Earlier this week we mentioned that itty-bitty, inconsequential nuclear destruction thingy. And yes, it’s worrisome! That’s why we’ll take our comfort wherever we can get it—even when it’s from former Apprentice contestant/Trump cohort Omarosa. After being removed (some say dragged) from her high-profile White House job, she gained immediate employment on another reality show, Celebrity Big Brother.
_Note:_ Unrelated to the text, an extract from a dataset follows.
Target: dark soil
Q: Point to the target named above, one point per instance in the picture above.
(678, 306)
When asked by fellow contestant Ross Matthews about her time with Trump, Omarosa replied, “I was haunted by tweets every single day, like what is he going to say next?” Later she confessed that she tried to emotionally distance herself from the White House turmoil, but couldn’t, “because it’s bad.” Fearing the lasting effects Trump’s actions could have on America, Matthews asked her, “I need you to say, ‘it’s going to be okay.” “No, it’s not going to be okay,” Omarosa tearfully replied. “It’s not.” (Yes, we realize those are not technically comforting words. But don’t forget! Trump is liar, and so is everyone around him—which means everything actually will be okay! Right? Right?)


And finally, let’s end the week on a high note, shall we? As we reported last week, the SPICE GIRLS ARE GETTING BACK TOGETHER EEEEEEEEEEEE! However, as we also reported, they won’t be doing any singing BOOOOOOOOO! However again, TMZ is now reporting that our reporting was wrong, and they will not only be singing, but kicking off a world concert tour in 2018 EEEEEEEEEEEEEEE! Now that is the way to end a pretty terrible week, and... wait. THIS JUST IN: “I’m not going on tour, the girls aren’t going on tour,” Victoria “Posh/Party Pooper Spice” Beckham told Vogue today, reconfirming what we were told last week, that the Spice Girls would only be reuniting to “collaborate on a series of projects” that unfortunately won’t include singing. But there is an upside: If you’re reading this, you haven’t yet been burned alive in a Trump-induced nuclear holocaust! Hooray! (Told ya we’d end on a high note!)